On le voit, il y a là des contradictions que le Législateur devra s’empresser de clarifier afin d’éviter que de nombreux sites de vente à distance se retrouvent – bien malgré eux – en infraction avec la loi.

2. L’exercice du droit de rétractation

Autre nouveauté, les vendeurs doivent désormais mentionner clairement dans leurs conditions générales, les cas où le droit de rétractation ne s’applique pas.

Le principe du droit de rétractation est largement connu. En théorie, le consommateur qui achète un bien à distance est censé disposer d’un délai de sept jours francs pour exercer son droit de rétractation « sans avoir à justifier de motifs ni à payer de pénalités, à l’exception, le cas échéant, des frais de retour ».

Ce principe n’est cependant pas absolu et connaît quelques exceptions, notamment par exemple, lorsque la vente porte sur la fourniture « de services dont l’exécution a commencé, avec l’accord du consommateur, avant la fin du délai de sept jours ».

Désormais, le vendeur qui estime pouvoir bénéficier d’une des exceptions au droit de rétractation devra en informer préalablement le consommateur.
Si cette obligation va dans le sens d’une meilleure protection du consommateur, il aurait paru cependant judicieux de faire évoluer la liste des exceptions dispensant le vendeur d’accepter la rétractation.

Ainsi, aucune disposition spécifique ne s’applique à la vente par téléchargement qui connaît pourtant un essor considérable.

3. Divers

Parmi les autres nouveautés intervenues, on citera pèle mêle, l’obligation de faire figurer sur les conditions générales des coordonnées téléphoniques permettant d’entrer effectivement en contact avec le vendeur (et non pas avec un automate) et l’obligation de mentionner – quelle que soit la valeur d’achat – la date limite à laquelle le vendeur s’engage à livrer le bien.

Si ces deux obligations sont largement compréhensibles du point de vue du consommateur, le coût de leur mise en œuvre pourrait être prohibitif pour les petits acteurs de la vente à distance.

En effet, la présence de coordonnées téléphon
iques implique qu’une personne soit déléguée à la gestion des appels téléphoniques des consommateurs mécontents ou en quête de renseignements. Que cette personne soit salariée du e-vendeur ou prestataire de services, cela entraînera de toute façon un coût supplémentaire pour l’entreprise.
Quant à la mention d’une date limite de livraison, cela n’a rien d’anodin puisque en cas de non respect de cette date le consommateur pourra résilier la vente et obtenir son remboursement.

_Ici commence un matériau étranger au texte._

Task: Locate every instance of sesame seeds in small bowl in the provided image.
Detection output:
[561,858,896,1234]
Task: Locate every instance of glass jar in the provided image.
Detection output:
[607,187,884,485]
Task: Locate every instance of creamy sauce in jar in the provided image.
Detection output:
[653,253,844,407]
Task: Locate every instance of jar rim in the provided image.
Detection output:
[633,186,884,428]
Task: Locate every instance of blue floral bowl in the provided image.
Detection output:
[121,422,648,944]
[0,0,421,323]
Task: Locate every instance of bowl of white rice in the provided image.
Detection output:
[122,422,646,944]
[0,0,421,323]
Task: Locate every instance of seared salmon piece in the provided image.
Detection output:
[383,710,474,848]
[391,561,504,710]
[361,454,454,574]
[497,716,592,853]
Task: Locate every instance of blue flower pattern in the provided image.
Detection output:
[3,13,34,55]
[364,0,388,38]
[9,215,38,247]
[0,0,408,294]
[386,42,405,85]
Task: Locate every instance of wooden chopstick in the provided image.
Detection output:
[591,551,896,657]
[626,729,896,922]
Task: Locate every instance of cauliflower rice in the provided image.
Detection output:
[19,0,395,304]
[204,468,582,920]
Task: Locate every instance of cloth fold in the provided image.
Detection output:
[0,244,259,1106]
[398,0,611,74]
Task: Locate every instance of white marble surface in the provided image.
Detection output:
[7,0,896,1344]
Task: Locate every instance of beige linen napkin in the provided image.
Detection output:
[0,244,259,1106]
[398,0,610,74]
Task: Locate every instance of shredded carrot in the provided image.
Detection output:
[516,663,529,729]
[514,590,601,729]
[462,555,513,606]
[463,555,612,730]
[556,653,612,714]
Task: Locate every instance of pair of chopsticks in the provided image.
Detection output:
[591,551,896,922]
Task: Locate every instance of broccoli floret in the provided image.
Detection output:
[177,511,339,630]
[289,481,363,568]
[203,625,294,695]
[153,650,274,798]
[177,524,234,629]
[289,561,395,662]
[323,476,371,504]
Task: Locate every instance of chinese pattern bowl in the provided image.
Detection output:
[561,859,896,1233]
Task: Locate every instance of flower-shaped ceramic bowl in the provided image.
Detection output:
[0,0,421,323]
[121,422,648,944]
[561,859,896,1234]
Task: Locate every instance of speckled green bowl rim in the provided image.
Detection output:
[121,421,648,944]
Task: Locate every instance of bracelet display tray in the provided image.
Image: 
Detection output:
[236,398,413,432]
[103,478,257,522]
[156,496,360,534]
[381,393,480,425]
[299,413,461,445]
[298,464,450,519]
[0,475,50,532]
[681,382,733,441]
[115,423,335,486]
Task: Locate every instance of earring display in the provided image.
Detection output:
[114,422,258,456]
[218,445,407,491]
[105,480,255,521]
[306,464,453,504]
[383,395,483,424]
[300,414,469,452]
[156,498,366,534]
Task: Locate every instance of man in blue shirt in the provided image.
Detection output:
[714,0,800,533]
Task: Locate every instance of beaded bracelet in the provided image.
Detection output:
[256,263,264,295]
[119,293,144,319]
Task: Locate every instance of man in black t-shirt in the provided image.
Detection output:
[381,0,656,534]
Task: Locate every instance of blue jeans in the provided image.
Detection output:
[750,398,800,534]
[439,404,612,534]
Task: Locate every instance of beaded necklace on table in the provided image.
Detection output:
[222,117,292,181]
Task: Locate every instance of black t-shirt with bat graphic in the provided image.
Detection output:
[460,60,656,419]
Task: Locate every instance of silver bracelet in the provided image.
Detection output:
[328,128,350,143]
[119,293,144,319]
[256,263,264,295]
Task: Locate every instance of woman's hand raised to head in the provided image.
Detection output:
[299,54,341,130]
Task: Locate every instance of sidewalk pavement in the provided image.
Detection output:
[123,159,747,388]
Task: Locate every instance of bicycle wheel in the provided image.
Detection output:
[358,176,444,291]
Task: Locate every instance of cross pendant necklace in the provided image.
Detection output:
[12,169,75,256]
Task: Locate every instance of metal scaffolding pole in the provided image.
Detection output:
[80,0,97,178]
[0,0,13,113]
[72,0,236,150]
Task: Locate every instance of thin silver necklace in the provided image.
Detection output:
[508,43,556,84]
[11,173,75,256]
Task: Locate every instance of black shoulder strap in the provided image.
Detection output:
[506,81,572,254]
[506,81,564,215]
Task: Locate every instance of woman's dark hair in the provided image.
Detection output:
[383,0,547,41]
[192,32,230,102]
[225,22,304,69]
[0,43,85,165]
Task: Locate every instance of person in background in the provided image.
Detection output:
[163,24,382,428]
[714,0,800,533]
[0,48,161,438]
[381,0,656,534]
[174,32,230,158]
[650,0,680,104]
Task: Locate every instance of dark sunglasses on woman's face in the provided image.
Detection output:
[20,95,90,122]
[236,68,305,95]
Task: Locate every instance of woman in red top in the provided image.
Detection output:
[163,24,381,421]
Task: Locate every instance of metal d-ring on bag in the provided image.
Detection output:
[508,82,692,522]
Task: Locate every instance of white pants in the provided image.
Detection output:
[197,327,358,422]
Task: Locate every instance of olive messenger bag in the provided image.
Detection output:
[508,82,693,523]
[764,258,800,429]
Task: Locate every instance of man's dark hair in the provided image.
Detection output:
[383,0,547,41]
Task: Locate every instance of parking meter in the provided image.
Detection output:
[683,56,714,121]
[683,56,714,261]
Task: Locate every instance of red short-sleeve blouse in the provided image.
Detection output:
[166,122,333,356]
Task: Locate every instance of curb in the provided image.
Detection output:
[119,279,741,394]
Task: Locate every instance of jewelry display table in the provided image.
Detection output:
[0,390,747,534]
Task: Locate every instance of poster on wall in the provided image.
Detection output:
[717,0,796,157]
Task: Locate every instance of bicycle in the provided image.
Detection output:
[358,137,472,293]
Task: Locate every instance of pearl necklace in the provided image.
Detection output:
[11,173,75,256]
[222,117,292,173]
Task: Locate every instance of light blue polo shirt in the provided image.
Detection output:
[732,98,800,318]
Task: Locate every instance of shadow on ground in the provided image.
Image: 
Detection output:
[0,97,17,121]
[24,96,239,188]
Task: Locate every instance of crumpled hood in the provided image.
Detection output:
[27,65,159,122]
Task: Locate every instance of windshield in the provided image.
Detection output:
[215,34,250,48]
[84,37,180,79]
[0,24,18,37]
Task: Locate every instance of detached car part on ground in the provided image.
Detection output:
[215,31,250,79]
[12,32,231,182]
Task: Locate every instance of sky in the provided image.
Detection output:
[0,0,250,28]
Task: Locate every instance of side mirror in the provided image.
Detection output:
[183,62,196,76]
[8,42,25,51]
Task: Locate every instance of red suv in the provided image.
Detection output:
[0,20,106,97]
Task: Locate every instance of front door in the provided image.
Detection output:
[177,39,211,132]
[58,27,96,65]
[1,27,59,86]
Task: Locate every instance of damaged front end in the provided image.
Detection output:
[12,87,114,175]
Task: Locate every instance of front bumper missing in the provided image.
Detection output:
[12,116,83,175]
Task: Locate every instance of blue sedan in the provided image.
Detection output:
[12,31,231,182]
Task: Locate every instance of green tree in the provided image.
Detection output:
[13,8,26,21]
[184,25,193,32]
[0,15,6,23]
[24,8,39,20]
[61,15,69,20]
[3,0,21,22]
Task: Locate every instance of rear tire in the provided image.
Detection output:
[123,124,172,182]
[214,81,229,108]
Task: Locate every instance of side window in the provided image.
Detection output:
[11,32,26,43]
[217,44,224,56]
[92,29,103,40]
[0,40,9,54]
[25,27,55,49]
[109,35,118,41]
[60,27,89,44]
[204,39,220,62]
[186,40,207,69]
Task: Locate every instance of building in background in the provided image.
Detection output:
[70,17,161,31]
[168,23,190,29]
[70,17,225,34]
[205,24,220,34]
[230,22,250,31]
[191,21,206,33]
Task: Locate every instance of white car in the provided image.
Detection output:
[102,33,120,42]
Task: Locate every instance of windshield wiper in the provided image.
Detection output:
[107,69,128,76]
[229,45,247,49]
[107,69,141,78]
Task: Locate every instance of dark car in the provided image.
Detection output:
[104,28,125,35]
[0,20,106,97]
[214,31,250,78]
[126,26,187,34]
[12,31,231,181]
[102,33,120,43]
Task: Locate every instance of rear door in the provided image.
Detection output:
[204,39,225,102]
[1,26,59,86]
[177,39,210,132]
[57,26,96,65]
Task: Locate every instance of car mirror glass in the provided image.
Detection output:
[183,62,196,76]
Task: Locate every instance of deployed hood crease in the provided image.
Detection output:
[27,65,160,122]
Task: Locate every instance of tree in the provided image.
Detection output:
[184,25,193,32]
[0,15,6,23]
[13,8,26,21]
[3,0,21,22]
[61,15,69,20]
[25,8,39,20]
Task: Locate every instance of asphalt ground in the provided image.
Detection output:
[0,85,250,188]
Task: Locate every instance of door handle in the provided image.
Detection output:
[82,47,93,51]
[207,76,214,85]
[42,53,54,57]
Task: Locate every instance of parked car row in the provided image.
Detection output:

Lorsque l’on sait qu’en pratique, nombre de e-commerçants ne sont pas en mesure de contrôler les délais de la livraison confiée à un prestataire extérieur, on mesure toute la difficulté d’application de cette dernière disposition.

En conclusion, la loi Chatel censée améliorer la concurrence pour en faire profiter les consommateurs, risque avant tout de porter atteinte à la compétitivité des petites entreprises, qui devront affronter de nouveaux coûts et tenter de respecter une loi dont les dispositions sont pour le moins ambiguës.